Well, say it pumps out 100k in yearly income and the market presently values it at around $1 million. That's a 10% yield. But if one can borrow the money at 5%, as is likely in today's market, investors will buy the station, pay 50k a year in interest and pocket the other 50k profit almost risk- and work-free. This doesn't really happen too often; more likely the station will cost closer to $2 million - approximating a 5% yield. The gas station, and just about every other business under the sun, will always have its price dictated by the cost of money, i.e. interest rates. Cheap currency always leads to high prices.

Consider those slimy real estate agents. Today they sell a house for 500k and divy up a healthy 25k (5%) commission. Five years ago they were selling that same house for 300k and only reaping a 15k commision. Clearly, the higher the asset prices, the more lucrative the real estate brokerage biz.

The same goes for Goldman but on a more massive scale because the assets they transact in (like shopping malls and oil pipelines) have more zeroes in the price tag. Remember, at the most cynical level, finance is but the largest skimming operation there is. There's simply more cream to be had when the cup runneth over.

I am short the bond and cash laden so I'll do fine should interest rates rise from here - as will Goldman Sachs since they are diversified into commodities (however average pay may fall to 400k).

I hope one day people envy my earnings as they do Goldman's.

4 comments:

Tax Shelter said...

no more end of the world trade?

CaptiousNut said...

On the contrary, I have it on bigger now.
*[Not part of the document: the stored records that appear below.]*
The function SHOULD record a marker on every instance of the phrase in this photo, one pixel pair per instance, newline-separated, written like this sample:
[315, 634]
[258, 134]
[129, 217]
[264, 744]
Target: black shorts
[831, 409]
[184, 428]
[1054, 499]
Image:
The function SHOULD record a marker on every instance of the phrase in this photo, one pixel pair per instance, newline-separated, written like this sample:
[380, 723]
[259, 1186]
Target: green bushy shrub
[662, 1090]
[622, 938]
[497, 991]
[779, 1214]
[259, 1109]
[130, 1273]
It's been doing well - mostly because I saw the $10 oil drop coming and got out right before it.

Tax Shelter said...

I saw the $10 oil drop coming and got out right before it.

what gave it away? does it mean you went short instead?
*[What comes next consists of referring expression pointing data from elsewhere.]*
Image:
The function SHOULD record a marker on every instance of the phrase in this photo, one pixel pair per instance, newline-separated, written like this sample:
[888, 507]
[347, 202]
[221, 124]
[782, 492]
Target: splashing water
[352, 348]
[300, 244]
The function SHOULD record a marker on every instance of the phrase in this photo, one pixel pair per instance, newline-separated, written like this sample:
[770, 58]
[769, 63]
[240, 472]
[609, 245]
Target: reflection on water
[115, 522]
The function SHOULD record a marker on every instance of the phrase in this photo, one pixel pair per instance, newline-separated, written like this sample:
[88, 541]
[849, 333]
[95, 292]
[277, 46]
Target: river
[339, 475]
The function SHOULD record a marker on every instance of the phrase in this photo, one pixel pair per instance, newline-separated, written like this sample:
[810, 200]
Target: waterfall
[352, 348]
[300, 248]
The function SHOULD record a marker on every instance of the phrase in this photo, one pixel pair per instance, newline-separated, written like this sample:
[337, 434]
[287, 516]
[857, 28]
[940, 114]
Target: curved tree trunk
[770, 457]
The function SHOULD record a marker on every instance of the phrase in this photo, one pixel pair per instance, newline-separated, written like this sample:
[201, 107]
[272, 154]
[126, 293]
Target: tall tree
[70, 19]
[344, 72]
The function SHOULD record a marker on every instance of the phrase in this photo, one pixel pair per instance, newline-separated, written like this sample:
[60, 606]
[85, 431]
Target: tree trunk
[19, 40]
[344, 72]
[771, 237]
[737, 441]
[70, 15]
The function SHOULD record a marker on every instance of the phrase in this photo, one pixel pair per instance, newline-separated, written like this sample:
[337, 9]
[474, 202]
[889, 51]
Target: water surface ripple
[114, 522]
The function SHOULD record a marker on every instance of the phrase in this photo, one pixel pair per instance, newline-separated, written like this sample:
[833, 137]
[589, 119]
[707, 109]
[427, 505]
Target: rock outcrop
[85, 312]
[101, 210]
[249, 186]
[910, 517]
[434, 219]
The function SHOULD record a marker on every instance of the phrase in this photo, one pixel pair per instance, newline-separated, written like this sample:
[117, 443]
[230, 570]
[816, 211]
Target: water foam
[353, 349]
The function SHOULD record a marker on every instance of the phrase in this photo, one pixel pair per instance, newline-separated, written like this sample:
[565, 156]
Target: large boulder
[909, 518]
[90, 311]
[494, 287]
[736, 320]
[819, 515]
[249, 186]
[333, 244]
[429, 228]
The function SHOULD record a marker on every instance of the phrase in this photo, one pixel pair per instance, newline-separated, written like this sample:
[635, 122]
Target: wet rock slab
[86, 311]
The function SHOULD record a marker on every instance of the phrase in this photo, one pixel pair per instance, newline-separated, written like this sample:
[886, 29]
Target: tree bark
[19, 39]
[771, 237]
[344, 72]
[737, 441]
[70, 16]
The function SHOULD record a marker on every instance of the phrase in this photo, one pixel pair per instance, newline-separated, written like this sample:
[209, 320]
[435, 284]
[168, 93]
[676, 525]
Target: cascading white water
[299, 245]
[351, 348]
I am surprised that the 5% spike in NDX didn't stop you out. Did you short the dollar as well, or was the bond short a part of your bet against the dollar?

CaptiousNut said...

It was too warm up here in the northeast. Wall Street is nothing but a bunch of newpaper-reading, parochial reactionaries, at least in the short term.

I was short oil one day, but mostly still played the long side intraday and luckily didn't get hurt. I am currently long at four times the size of my original position.

Not short the dollar, no real opinion on that. Once you sell dollars you have to buy another currency. I don't like the menu for that.

I put my bond short on when the socialists gained on election day. It went against me, I doubled up and fortunately that has been a nice win (so far).

The Nasdaq? I just shorted it more as it went against me. When it comes in I cover, then sell again. Hasn't been a winner but hasn't hurt me much. Still short some. Again, my fleetness has saved me. Been short the tech stocks since September and have lived to tell about it. I could very easily have been wiped out by these positions.